I will say, even though this graph clearly shows Glossy screens fairing better for perceived black - I hate trying to watch on glossy screens, because any amount of ambient lighting turns them into a mirror. It makes sense though, if you are measuring the effect of ambient light, a glossy screen is going to be the least impacted.

They do state at the end in their TL;DR (which is quite lengthy in and of itself and hard to parse without getting into the context up above) - that all the OLEDs were actually displaying true black - These graphs are just illustrating the effect of the ambient lighting and how it affects the screen and what we see sitting back on the couch. And this is just looking at that "black level" we see, it isn't looking at things like max brightness, color fidelity, HDR quality, features, etc. So just a very narrow, ver very detailed view at one aspect of monitor panels.
 
Just putting this here. I know we have more than a few display junkies out there, myself included and it's commonly known that folks have their own preferences.
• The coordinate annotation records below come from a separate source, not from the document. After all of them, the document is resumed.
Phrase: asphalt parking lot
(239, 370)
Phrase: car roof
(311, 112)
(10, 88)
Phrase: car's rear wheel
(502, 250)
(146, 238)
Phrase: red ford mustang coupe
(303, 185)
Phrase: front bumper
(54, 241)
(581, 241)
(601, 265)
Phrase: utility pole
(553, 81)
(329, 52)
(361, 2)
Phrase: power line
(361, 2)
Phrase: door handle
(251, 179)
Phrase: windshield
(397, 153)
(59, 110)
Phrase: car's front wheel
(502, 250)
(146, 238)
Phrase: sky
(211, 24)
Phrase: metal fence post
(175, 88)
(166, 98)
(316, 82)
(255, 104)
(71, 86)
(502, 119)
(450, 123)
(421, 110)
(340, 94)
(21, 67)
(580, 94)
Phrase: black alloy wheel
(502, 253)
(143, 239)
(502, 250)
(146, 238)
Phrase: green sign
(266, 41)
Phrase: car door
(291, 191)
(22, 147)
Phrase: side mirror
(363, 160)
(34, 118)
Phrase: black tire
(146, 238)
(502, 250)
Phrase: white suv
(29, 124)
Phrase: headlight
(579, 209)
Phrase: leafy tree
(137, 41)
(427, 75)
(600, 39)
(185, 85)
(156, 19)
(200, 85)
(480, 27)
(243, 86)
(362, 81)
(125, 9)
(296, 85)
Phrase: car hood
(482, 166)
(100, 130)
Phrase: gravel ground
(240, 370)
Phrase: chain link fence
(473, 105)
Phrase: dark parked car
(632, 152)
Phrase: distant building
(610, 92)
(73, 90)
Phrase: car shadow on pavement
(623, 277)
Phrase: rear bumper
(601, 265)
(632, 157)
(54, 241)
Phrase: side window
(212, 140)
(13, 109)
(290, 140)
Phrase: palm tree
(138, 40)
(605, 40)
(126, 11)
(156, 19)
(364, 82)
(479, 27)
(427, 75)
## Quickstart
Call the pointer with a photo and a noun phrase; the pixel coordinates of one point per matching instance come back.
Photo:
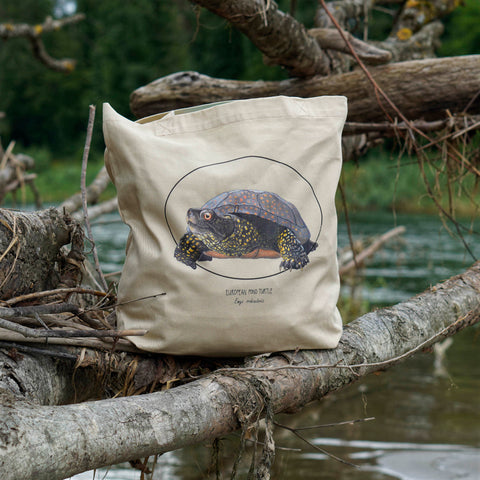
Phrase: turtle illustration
(246, 224)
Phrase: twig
(36, 333)
(88, 140)
(316, 447)
(41, 351)
(380, 93)
(49, 293)
(337, 424)
(8, 30)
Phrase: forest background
(121, 46)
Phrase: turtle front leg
(189, 250)
(291, 250)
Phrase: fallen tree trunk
(55, 442)
(30, 244)
(419, 88)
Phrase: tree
(231, 398)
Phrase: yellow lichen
(404, 34)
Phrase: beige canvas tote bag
(233, 229)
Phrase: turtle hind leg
(309, 246)
(190, 249)
(292, 251)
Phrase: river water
(426, 410)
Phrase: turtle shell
(267, 205)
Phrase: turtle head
(207, 222)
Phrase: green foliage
(123, 45)
(462, 35)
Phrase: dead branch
(425, 89)
(276, 34)
(33, 34)
(30, 245)
(111, 431)
(330, 39)
(96, 211)
(93, 192)
(414, 16)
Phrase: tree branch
(425, 89)
(33, 33)
(276, 34)
(111, 431)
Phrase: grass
(59, 178)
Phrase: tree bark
(30, 244)
(419, 88)
(275, 33)
(54, 442)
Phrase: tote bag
(233, 228)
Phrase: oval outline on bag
(246, 157)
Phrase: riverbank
(378, 182)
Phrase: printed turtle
(246, 224)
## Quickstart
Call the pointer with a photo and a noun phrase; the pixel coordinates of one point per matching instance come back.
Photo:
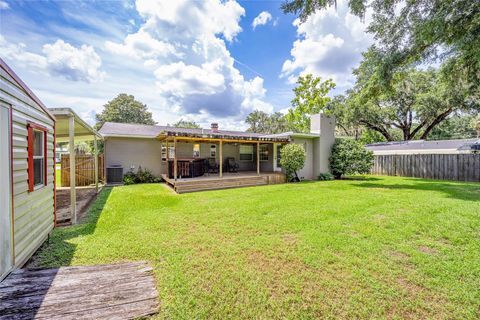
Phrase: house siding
(33, 212)
(134, 152)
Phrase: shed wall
(33, 211)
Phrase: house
(455, 146)
(180, 154)
(27, 160)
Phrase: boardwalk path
(116, 291)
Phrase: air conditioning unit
(115, 174)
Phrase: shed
(27, 180)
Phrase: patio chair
(232, 165)
(212, 166)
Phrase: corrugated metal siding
(33, 211)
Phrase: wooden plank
(122, 291)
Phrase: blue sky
(196, 60)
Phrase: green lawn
(378, 248)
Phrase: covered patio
(193, 162)
(71, 128)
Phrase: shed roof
(423, 146)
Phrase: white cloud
(58, 59)
(183, 43)
(261, 19)
(329, 45)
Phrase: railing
(187, 168)
(84, 170)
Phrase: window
(171, 152)
(264, 152)
(196, 150)
(213, 151)
(246, 152)
(37, 161)
(279, 155)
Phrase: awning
(82, 130)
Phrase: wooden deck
(228, 180)
(117, 291)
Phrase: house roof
(111, 129)
(22, 84)
(423, 146)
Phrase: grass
(384, 247)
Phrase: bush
(292, 159)
(350, 157)
(142, 176)
(325, 176)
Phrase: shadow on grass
(58, 251)
(467, 191)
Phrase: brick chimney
(214, 127)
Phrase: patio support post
(71, 145)
(95, 154)
(221, 158)
(167, 158)
(175, 159)
(258, 158)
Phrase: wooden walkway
(229, 180)
(116, 291)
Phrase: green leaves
(292, 159)
(350, 157)
(125, 109)
(310, 98)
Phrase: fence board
(84, 170)
(458, 167)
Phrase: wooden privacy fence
(460, 167)
(84, 170)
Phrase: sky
(203, 61)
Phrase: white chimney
(325, 127)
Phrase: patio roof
(82, 131)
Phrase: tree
(415, 32)
(262, 122)
(186, 124)
(456, 127)
(310, 98)
(350, 157)
(414, 101)
(125, 109)
(292, 159)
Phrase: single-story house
(425, 147)
(27, 160)
(179, 154)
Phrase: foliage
(350, 157)
(186, 124)
(125, 109)
(310, 98)
(325, 176)
(456, 127)
(262, 122)
(281, 245)
(415, 102)
(292, 159)
(415, 32)
(141, 176)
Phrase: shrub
(350, 157)
(292, 159)
(141, 176)
(325, 176)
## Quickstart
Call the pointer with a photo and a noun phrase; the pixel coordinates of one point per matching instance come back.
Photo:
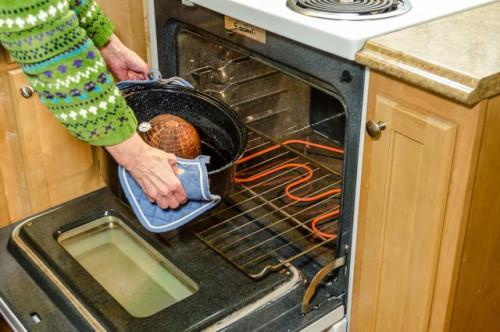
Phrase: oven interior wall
(268, 100)
(279, 107)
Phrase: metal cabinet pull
(27, 91)
(374, 129)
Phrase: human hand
(124, 63)
(154, 170)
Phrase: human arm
(70, 76)
(123, 63)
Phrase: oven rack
(259, 227)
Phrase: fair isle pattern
(92, 110)
(32, 68)
(90, 12)
(36, 18)
(50, 39)
(71, 80)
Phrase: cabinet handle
(27, 91)
(374, 129)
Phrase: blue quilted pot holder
(194, 179)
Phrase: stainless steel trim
(327, 322)
(10, 317)
(93, 322)
(404, 7)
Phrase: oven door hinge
(188, 3)
(311, 289)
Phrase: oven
(293, 204)
(276, 253)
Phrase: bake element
(173, 134)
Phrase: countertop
(457, 57)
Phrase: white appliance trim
(343, 38)
(352, 261)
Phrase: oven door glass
(136, 275)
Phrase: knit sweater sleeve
(98, 26)
(66, 70)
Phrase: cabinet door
(56, 166)
(405, 184)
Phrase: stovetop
(341, 37)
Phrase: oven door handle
(311, 290)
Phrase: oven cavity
(286, 203)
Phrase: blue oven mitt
(194, 179)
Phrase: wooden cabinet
(42, 164)
(415, 210)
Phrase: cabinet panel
(14, 194)
(57, 167)
(409, 170)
This is a very long read but I do recommend it.

Very good read. Thank you for sharing.
 
I prefer glossy for entertainment but fully agree that once enough light/reflections come into play it's game over. I like matte for work and situations with brighter lighting. However, if enough ambient light comes into play then even matte begins to look horrible to me.
 
I had my 48" CX and the 42" C2 on my desk and it was just a bit overbearing so I moved the 48" to another room, and got the Alienware 34" AW3423DWF QD-OLED on sale, and honestly I really like it to the point where it's my main gaming monitor now. I'm surprised how nice the display is compared to the C2.
 
I did come up with a way to sort of summary this:

TN has the worst black levels - under pretty much all conditions.

IPS beats out TN, and VA beats out IPS, and WO OLED (LG) beats out VA = again, under pretty much all conditions.

All of the above panels, more or less, follow the same slope when it comes to perceived darkness as ambient light increases.

QD OLED (Smasung) though - it can look better than VA under low light levels, but it quickly gets worse as light levels increase. At moderate light it's no better than average and under bright light it can actually look worse than most IPS. This is the outlier in that it's perceived darkness level degrades much faster with respect to ambient light than other panel technologies.